Looking for advice on this budget. That's 64K/year

It doesn't include income tax. Also I'm not sure if it includes miscellaneous expenses or fitness expenses, but these might be rolled into other categories. So if they are then that's fine.

Kids and spouses cost money, and we apparently live in different parts of the country. Still, your expenses blow me away. They came to substantially more than mine in almost every single category. Your total yearly budget is considerably more than twice what I spent last year. :eek: And I spent more last year than I have ever spent before in my life. I live alone in a slightly smaller house, but gosh, I have been spending freely and buying whatever I want, whenever I want it. I am definitely not living a Spartan lifestyle any more, that's for sure.

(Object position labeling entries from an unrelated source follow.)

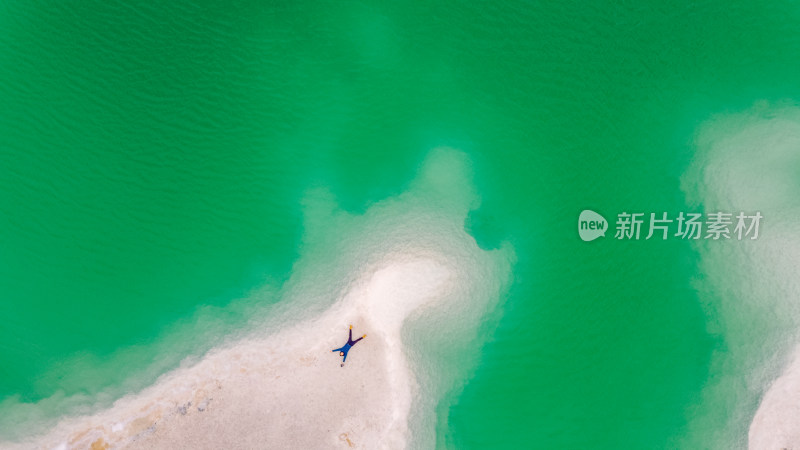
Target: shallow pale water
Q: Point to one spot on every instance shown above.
(153, 162)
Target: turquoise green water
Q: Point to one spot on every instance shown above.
(153, 159)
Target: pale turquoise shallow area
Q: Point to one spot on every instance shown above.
(153, 159)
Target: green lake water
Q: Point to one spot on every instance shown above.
(153, 159)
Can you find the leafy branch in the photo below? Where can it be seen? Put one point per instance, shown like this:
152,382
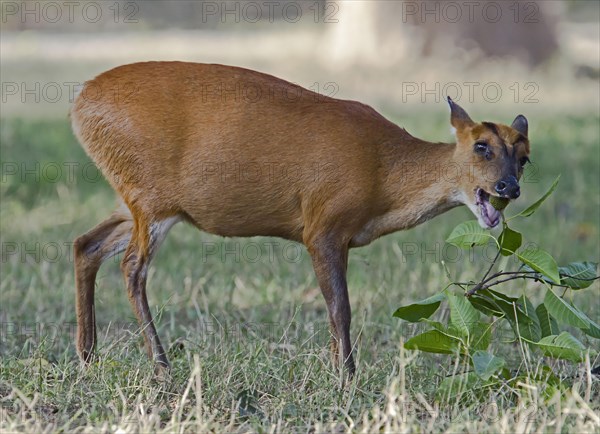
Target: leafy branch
539,327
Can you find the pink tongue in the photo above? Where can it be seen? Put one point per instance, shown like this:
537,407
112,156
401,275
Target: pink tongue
493,215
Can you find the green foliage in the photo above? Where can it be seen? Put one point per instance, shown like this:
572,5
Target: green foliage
468,337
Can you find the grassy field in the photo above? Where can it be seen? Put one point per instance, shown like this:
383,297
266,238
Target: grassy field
245,323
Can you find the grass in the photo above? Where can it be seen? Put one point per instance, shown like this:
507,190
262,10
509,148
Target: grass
245,323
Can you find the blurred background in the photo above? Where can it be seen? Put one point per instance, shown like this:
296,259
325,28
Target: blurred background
497,59
399,56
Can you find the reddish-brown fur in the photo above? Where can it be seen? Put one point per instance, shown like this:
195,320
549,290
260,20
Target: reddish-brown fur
240,153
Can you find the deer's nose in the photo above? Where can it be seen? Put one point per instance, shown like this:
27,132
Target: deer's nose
508,187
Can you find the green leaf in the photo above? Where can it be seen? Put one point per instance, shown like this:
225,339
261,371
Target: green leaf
533,207
481,337
593,330
508,305
565,312
529,330
578,271
564,346
469,234
486,364
421,309
541,261
433,341
485,306
463,315
509,241
548,324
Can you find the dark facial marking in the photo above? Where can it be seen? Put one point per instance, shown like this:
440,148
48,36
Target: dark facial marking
492,127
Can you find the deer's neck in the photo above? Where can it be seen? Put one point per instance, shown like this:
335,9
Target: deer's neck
419,182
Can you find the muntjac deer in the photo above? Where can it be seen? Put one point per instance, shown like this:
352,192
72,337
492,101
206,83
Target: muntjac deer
239,153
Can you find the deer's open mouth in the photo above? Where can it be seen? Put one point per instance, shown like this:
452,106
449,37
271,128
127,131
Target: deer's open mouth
489,215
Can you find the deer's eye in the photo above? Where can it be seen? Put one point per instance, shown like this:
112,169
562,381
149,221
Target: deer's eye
483,149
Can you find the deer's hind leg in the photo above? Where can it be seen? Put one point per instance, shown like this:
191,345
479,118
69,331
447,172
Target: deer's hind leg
109,238
145,241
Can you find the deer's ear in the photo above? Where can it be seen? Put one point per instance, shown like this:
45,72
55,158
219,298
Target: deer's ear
458,116
520,124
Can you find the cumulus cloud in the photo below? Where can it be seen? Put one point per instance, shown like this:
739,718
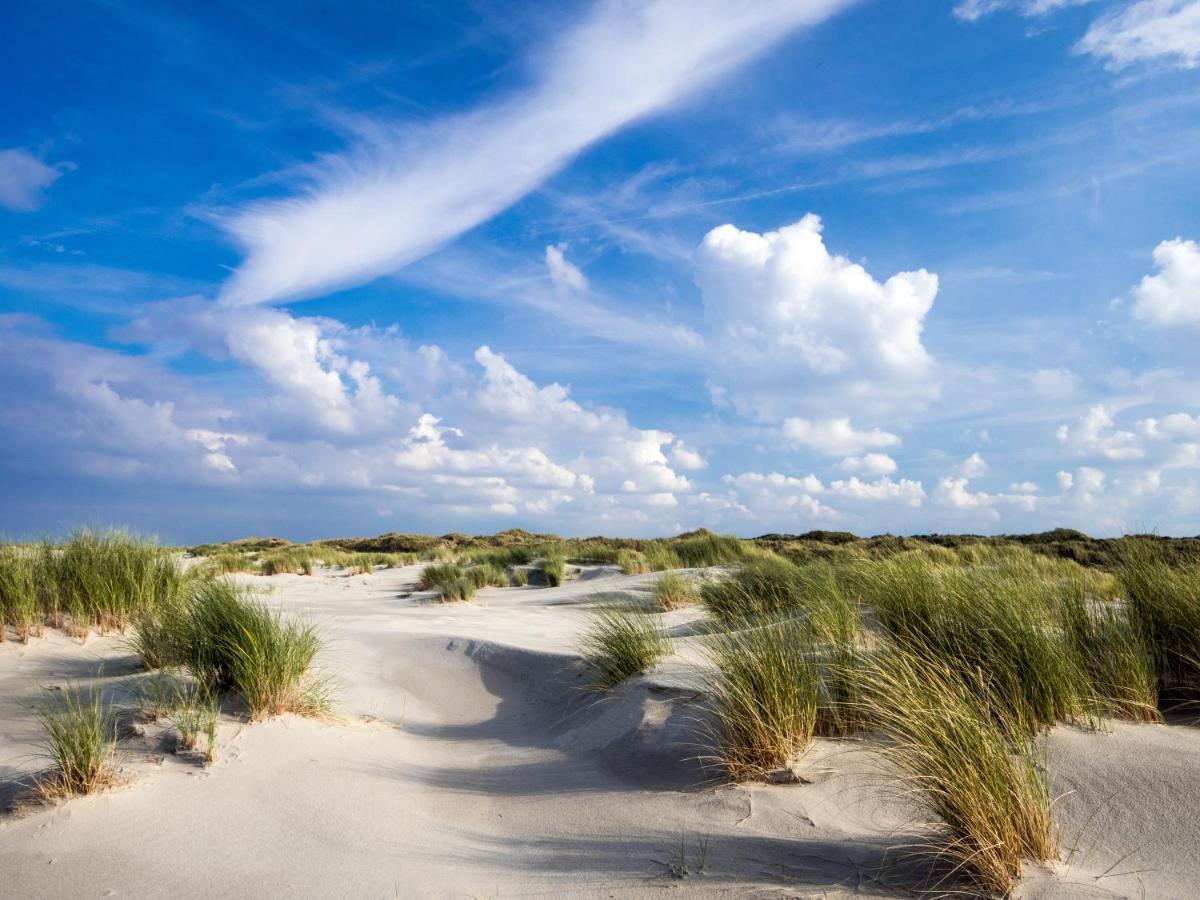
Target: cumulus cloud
834,436
1171,298
1146,30
1055,383
401,193
1096,435
808,317
869,465
23,178
973,10
564,274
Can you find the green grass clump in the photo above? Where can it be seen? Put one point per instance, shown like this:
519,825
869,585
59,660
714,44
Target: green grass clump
993,617
460,589
78,739
19,599
1164,603
107,580
631,562
766,695
553,570
978,777
708,550
439,574
762,587
672,592
486,575
231,642
619,643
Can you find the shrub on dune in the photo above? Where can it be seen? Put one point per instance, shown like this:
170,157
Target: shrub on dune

Unlike me, you do not seem to be spending a lot on "fun stuff" at all, but all the rest seems to be frightfully expensive in your situation. :(

My advice would be to go through your budget line by line, and try to figure out how to lower each expense as much as possible. Start with your various utilities' costs, which add up to more than twice mine, and maybe your insurance costs. I'd think that by carefully examining your overall spending, it shouldn't be too hard to cut back at least $500-$1000/month. Then when you are done with that, for sure add some "fun money"! You aren't going to want to sit and stare at the walls all day in retirement.

Honestly I think the biggest problem with your spending might be those teenaged kids! They won't stay kids for long (drat, I miss my grownup kid!). So enjoy them when you can, and realize it won't last forever. Before you know it, they'll be grown and gone and paying for their own insurance and cell phones, so that hopefully your expenses will go down.